Constable Ridgeford wasn’t so sure about that. ‘With the strong arm of the law behind it …’
‘There’s ways round the strong arm of the law, Brian Ridgeford,’ she said provocatively, ‘I can tell you.’
‘That’s as may be, my girl,’ he said with dignity, ‘but only when the law allows it.’
‘I suppose, Inspector,’ said Elizabeth Busby shakily, ‘that I have to thank you for saving my life.’
‘No, miss, you don’t.’ Sloan was sitting on the window-seat in the hall of Collerton House again.
‘He was going to kill me,’ she said, ‘because I knew about the picture.’
‘Murder’s a dangerous game,’ said Sloan sententiously, ‘especially once the novelty’s worn off.’
‘Poor, poor Aunt Celia.’
Detective-Inspector Sloan bowed his head in a tribute to a woman he had never seen alive.
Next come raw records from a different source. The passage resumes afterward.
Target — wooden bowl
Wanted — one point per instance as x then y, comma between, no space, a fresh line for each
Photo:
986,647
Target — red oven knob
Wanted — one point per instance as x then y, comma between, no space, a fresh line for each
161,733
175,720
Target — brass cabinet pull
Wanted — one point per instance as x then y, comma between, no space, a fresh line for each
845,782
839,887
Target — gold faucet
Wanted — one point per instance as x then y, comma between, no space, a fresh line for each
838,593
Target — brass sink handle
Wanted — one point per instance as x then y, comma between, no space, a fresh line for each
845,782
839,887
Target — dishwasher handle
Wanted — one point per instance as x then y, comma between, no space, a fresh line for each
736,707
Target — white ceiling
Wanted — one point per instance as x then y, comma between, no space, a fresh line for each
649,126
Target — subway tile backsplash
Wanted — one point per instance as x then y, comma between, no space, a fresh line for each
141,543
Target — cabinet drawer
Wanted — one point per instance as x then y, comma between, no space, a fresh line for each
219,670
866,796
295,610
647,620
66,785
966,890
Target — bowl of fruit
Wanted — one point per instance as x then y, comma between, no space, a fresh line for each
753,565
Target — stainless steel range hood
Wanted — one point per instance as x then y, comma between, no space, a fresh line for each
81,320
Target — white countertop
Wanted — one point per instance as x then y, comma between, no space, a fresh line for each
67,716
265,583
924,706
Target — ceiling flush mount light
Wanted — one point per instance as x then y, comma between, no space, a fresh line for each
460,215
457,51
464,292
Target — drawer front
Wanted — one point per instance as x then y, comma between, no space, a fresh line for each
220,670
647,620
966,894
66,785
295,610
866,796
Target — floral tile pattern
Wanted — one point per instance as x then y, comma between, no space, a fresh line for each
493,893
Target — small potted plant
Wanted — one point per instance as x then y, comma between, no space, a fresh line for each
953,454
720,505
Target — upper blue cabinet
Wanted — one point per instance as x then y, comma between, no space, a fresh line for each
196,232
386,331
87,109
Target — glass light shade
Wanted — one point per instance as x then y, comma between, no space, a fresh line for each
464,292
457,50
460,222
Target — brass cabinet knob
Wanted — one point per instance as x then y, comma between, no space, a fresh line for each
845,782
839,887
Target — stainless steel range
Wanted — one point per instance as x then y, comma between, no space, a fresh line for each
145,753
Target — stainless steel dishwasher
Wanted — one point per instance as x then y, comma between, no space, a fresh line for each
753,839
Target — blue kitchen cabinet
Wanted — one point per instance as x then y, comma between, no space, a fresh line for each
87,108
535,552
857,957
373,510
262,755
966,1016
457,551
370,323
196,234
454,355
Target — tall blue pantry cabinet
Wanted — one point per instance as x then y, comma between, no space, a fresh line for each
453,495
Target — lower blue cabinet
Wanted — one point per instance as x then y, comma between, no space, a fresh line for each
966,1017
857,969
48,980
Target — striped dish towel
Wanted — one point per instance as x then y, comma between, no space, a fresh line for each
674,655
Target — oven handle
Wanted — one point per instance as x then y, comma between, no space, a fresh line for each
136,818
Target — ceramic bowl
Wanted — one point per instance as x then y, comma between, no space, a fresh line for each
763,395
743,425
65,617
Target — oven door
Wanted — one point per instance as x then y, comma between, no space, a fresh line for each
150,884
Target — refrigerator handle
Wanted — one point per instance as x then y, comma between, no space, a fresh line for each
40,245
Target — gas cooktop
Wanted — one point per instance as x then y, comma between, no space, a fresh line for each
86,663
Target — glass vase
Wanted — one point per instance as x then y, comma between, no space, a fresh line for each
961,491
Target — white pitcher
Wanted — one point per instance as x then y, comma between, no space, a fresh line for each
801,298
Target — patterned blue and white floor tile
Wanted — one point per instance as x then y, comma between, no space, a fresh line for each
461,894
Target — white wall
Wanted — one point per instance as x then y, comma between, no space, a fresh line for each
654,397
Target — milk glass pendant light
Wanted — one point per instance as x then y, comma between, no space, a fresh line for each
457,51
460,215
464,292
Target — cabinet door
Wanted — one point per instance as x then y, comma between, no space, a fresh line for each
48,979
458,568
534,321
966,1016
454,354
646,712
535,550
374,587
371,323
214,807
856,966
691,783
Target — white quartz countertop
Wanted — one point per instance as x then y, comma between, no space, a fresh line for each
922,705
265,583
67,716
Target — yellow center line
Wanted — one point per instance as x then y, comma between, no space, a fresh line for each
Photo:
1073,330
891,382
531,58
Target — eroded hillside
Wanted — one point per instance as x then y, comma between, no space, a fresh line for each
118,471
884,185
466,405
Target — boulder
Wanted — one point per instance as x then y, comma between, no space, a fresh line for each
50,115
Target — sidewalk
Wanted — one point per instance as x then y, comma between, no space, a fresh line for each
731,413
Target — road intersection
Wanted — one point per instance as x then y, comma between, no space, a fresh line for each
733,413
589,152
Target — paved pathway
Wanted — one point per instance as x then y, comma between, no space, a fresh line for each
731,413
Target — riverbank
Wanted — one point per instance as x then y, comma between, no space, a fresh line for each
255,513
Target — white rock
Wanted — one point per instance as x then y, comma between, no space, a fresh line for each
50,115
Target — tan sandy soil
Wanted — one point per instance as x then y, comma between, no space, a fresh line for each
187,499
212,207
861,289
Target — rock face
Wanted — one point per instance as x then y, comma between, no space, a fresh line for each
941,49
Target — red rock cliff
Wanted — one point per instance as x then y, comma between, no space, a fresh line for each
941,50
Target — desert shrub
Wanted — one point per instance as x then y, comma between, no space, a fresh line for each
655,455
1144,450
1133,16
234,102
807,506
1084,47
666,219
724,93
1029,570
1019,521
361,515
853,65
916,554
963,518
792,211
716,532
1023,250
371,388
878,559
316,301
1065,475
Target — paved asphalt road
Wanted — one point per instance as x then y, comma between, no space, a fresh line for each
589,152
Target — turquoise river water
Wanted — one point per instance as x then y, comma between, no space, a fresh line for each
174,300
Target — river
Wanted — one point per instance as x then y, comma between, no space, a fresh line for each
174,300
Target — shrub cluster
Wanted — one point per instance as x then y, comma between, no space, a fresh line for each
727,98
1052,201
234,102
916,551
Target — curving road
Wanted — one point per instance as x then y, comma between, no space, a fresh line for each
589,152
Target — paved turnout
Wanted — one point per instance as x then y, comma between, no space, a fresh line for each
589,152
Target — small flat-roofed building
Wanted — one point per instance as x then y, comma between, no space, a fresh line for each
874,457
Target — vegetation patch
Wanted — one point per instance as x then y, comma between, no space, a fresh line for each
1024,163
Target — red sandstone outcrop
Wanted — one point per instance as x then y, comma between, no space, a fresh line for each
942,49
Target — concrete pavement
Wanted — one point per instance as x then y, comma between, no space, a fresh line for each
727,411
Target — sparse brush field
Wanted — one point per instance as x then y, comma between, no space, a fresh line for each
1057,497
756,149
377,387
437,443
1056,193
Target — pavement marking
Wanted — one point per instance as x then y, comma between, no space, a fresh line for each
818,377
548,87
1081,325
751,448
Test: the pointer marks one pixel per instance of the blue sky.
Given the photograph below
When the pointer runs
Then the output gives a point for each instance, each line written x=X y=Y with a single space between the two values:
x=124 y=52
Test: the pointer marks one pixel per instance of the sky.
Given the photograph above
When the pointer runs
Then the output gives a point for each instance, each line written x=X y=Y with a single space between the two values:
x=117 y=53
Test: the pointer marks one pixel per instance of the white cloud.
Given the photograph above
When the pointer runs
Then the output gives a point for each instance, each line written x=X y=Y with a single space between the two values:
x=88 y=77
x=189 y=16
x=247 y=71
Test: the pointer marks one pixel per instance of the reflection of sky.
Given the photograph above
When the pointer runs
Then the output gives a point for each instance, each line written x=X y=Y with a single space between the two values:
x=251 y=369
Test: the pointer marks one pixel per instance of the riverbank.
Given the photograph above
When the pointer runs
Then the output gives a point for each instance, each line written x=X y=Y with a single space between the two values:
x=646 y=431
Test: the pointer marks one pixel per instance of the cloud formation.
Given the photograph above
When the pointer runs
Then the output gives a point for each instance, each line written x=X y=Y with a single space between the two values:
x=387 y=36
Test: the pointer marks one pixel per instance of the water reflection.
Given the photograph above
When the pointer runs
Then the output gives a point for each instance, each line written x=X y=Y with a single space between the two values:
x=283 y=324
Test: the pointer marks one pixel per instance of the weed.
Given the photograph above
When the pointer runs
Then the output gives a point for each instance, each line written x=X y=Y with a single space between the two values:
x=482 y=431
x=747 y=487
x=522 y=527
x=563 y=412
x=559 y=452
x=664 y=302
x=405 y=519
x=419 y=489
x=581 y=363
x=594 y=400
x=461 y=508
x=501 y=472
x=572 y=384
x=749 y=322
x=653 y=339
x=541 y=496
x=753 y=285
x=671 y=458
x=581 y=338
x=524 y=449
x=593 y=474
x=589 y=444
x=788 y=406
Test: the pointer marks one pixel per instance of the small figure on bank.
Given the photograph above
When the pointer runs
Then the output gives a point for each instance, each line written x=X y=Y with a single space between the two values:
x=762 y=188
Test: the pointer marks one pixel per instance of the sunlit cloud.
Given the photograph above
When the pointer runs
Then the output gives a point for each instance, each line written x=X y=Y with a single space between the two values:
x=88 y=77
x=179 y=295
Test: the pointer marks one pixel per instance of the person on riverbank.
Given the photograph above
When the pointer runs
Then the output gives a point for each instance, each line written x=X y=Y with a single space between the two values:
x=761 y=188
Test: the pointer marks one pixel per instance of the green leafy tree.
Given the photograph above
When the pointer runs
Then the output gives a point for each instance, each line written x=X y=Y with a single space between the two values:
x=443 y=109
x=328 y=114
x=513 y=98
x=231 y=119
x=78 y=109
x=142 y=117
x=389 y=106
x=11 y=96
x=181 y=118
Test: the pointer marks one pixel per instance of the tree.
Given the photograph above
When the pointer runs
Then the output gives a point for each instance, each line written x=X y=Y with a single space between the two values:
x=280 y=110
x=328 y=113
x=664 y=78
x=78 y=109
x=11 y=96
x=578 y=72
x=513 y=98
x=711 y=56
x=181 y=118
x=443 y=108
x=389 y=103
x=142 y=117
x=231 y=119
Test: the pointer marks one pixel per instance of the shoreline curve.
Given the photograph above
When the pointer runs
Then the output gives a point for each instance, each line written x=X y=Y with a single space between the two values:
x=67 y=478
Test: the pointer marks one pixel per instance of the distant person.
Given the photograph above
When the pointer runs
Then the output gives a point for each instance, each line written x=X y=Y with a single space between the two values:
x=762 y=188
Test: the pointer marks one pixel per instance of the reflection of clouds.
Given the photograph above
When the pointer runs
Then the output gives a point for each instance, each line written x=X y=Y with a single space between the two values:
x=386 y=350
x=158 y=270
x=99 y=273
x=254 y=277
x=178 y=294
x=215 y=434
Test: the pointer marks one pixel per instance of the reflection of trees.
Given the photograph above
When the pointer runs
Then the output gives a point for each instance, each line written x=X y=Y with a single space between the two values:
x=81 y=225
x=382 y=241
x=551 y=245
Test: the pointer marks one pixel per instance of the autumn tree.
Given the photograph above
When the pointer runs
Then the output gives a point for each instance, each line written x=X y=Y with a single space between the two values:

Dr Dabbe was doing another post-mortem now—to make assurance doubly sure. Inquest-sure, too.
‘The old, old story,’ she said bitterly.
‘The eternal triangle,’ agreed Sloan. He’d read something once that put it very well: ‘The actors are, it seems, the usual three. Husband, wife and lover.’ It practically amounted to a prescription for murder. Aloud he went on, ‘And then murder once done …’
‘Peter … poor Peter, too.’
‘He’d stumbled on your aunt’s murder,’ said Sloan.
‘He’d always been fascinated by crime,’ she said. ‘He read a lot about it.’
‘It was very clever of him.’
‘So he had to go, too,’ she said tightly.
‘He had to be silenced,’ said Sloan. He coughed, ‘I take it that he’d have gone easily enough to have a look at the multi-storey car park if invited?’